Normally, that’s something to root for, but, in the case of the San Diego Chargers and the team’s possible move to Los Angeles, arguably it’s not.
Because this is anything but sudden death overtime.
It's going to take ...
Well who knows?
The Chargers have agreed to play in San Diego for the 2016 season while negotiating a deal for a new stadium. If that falls through, they have a pretty sweet back-up plan. They can always move to L.A. since they've reached a deal to share a stadium that Rams owner Stan Kroenke is building in Inglewood.
Cost is $1.8 billion. (But it will used 10 times a year.)
So Chargers Chairman Dean Spanos has graciously agreed to spend another - likely rent-free - year at Qualcomm Stadium, a joint he has pretty much said should be condemned.
Which means …
It’s not over until it’s over.
The fat lady hasn’t sung.
The clock is still running.
Upon further review …
Extra innings! (Oh, actually that’s baseball.)
But this also means we’ve got to keep dealing with the uncertainty of the Chargers future in San Diego. Fans will keep chewing off fingernails over this stadium dilemma.
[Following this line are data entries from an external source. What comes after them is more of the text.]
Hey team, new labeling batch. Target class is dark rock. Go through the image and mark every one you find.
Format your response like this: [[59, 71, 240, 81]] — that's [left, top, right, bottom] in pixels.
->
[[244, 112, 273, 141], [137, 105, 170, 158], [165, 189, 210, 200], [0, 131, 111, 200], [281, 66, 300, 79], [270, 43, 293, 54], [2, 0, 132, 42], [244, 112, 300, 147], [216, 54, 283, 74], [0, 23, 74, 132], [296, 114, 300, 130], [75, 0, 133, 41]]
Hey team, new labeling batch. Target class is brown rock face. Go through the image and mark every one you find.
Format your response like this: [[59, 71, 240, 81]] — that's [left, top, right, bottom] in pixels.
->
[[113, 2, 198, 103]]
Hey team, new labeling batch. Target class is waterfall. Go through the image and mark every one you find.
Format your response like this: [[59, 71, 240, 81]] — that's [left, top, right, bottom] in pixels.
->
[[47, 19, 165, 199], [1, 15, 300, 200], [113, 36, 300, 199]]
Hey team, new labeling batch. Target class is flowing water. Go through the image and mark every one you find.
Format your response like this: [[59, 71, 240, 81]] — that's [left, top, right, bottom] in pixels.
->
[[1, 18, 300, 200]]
And talk about another dilemma: Should we root for a team whose owner has been dissing us for the past year?
Or should we let bygones be bygones? (He's just a humble businessman looking to protect his meager asset — a $1.5 billion NFL franchise ...)
This means also:
More stadium plans.
More Mark Fabiani spin!!!
More sports radio chatter!!!! (I would like to hear them broadcast this thing called "a game.")
And then — a public vote???
It also means the city’s leadership has to put even more time and energy into the Chargers situation. If not for the Chargers, the city likely would have found a solution to the airport, the Children’s Pool in La Jolla, the Middle East crisis …
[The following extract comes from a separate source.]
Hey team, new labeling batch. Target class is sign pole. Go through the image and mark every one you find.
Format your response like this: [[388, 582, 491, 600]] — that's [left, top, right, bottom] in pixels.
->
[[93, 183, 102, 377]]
Every pothole would be filled.
Our infrastructure would be Grade A.
Seriously, the city has spent so much civic energy on this Chargers mess, it’s a wonder our trash is still being collected.
This latest action (or non-action) also delays just what the city will do if indeed the Chargers do leave. There are all sorts of questions about what to do with the Mission Valley site should the Bolts bolt, for instance.
It’s like a divorce that won’t happen.
The city also spent millions on the initial stadium plan to replace Qualcomm Stadium, including an environmental study, which the Chargers say is ripe for a lawsuit. Mayor Kevin Faulconer and San Diego County Supervisor Ron Roberts also went around the country, meeting with members of the NFL's relocation committee to plead the city's case.
How much more money will the city spend on a Hail Mary pass?
Yes, it would be great if the Chargers stay — as long as the financial hit to citizens is minimal. However, this tug-of-war is getting old.
At least the people in St. Louis can move forward.
But let’s get something done before Philip Rivers has three more children.